Ukraine is not the first country that comes to mind for many African students wanting to study abroad. It certainly wasn’t for Jessica Oladejo, a third year medical student studying at the O.O. Bogomolets National Medical University in Kiev, the capital city. In fact, the 20-year-old Nigerian had never heard of Ukraine, a former republic of the long fallen Soviet Union, until she considered attending a medical school in Ghana.

As Oladejo was deciding whether to attend the school, she learned through friends of her mother’s that the professors who would teach her there had studied in the Ukraine during the Soviet era.

“I was told, ‘Why do I have to go to Ghana and study when the lecturers who will be teaching me studied in the former Soviet Union,’” Oladejo recalls. “So instead of going to [Ghana] and learning from them, why don’t I just go to the Soviet Union and learn from the source?”

Oledejo is one of 5,000 African students currently matriculating in universities across Ukraine, according to the African Center, a non-governmental organization which tracks racial discrimination against Africans as well as their migration patterns in the country. But the history of Africans studying in Ukraine and other former Soviet countries dates back as early as the 1920s.

The Soviet government began aggressively recruiting Africans and financing their studies in the Soviet Union in 1957, which happens to be the same year as Ghana’s Independence.

Maxim Matusevich, director of the Russian and East European Studies Program at Seton Hall University and an expert on African/post-Soviet relations, says that this is no coincidence. “It is clear that at the time of decolonization [in Africa], the Soviets were trying to promote their positive image in the Third World, in large part to counterbalance anti-Soviet Western propaganda,” says Matusevich.

But when communism ended in 1991, the recruiting of African students and the generous scholarships that were offered to them came to a screeching halt. While Ukraine no longer offers the financial incentives it once did during communism, it’s still an appealing country for students like Oladejo.

For one, it’s easier for Africans to get a Ukrainian visa than one from a European country. Tuition and fees at a Ukrainian university are also much lighter on the wallet than an institution in Britain or the United States. However, the financial and logistical advantages of matriculating in Ukraine aren’t without their social challenges.

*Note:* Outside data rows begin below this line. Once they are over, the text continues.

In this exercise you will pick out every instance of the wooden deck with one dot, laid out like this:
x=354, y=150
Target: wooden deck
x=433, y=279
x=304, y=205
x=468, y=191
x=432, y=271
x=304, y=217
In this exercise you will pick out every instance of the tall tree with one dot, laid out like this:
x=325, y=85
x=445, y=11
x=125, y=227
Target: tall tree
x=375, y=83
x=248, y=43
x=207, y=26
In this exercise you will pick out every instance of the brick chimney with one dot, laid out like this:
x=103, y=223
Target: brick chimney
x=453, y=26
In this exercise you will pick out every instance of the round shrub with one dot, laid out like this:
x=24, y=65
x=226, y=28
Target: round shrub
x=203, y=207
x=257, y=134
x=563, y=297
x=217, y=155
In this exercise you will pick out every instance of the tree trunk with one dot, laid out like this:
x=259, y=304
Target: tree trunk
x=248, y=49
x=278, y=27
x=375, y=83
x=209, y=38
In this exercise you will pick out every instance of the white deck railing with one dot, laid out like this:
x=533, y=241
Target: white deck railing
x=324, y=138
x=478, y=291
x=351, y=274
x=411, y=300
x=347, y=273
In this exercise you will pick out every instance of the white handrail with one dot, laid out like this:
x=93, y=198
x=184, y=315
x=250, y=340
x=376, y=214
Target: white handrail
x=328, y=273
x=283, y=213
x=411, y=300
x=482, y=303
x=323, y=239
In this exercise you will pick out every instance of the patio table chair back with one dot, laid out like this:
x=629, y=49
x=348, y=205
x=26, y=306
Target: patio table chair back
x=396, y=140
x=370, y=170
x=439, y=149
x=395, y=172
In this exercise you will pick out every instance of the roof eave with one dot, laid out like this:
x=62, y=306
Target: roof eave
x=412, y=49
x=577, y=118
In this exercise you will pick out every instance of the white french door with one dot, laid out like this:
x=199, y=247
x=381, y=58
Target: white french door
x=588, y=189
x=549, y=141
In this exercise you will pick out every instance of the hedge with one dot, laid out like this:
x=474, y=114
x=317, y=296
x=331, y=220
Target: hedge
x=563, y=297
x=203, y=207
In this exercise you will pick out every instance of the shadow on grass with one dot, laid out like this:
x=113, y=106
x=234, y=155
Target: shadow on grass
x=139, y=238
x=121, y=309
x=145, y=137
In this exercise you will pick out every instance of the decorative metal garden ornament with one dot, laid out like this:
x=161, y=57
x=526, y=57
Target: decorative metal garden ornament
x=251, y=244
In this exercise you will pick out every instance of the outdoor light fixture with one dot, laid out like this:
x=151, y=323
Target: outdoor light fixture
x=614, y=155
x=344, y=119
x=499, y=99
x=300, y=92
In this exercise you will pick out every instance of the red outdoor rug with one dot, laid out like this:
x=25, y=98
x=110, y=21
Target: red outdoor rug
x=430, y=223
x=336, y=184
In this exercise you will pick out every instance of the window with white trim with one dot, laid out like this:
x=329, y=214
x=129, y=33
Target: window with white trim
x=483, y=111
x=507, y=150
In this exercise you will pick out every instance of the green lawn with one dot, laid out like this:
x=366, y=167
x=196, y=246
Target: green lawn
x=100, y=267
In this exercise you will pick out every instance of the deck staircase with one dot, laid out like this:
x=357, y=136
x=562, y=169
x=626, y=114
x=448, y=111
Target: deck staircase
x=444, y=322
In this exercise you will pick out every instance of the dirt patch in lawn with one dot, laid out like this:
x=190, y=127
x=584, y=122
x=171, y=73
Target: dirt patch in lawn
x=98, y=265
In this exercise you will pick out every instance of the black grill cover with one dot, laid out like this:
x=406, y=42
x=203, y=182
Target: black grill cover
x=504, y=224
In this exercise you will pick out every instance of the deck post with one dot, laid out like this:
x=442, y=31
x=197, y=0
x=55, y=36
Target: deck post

The collapse of the Soviet Union signaled the end of the Cold War. However, a new struggle with racial discrimination soon followed. Rising xenophobic and anti-immigration attitudes across the region began to rise, particularly in Russia and Ukraine. Skinhead attacks against immigrants, especially Africans, grew in number year after year. The fall of communism forced former Soviet countries into economic depressions, a fact that Matusevich says left the region ripe for the rise of anti-immigrant and xenophobic sentiment.

“The press and populace at large found Africans and other representatives of the developing world residing in post-Soviet Russia [and Ukraine] to be easy scapegoats for the country’s economic woes,” he says. “They were routinely blamed for “sponging” on the USSR and thus accelerating its decline.”

In 2007, eight racially motivated murders occurred in Ukraine, according to the African Center. The murders continued into 2008 and into this year with some of the victims being African students. However, such incidents have ebbed as of late. To Ukraine’s credit, the national parliament recently passed anti-racism legislation and heads of African NGOs that track racial incidents say violent attacks have dropped significantly.

Surprisingly, many students say they had no prior knowledge of Ukraine’s xenophobia issues before arriving. One common complaint is that of being accosted with racial slurs and other demeaning language by Ukrainian youths on the streets.

Joshua Moses, a 21-year-old medical student from Akwanga, Nigeria, was offered a scholarship by the Nigerian government to study medicine in Ukraine. He hasn’t been physically abused and generally enjoys living here although it’s not uncommon for Moses and his African classmates to be called “monkey” and other names while walking around the capital. His response? “I just look at them and laugh because they know not what they do,” says Moses, borrowing a line from Jesus.

Nasir Abubakar, also a medical student from Nigeria, can’t recall experiencing any blatant racism during his two years here. But Abubakar, 21, admits the stares and giggles he gets from Ukrainians while walking on the street, many of whom may have never seen or had contact with a black person before, do make him a bit uncomfortable.
Yet despite the social challenges Moses and Abubakar experience, they appreciate the opportunity to live in Ukraine and praise its “high quality, low cost academic programs.”

In fact, Moses says he and his parents consider it an honor for him to have been offered a scholarship to study in Ukraine. He simply asks his parents to join him in seeking help from above to avoid any challenges he might face while completing his studies.

“I came here and told them how the country was, but I told them all I need are prayers,” says Moses. “So I guess their prayers are doing good.”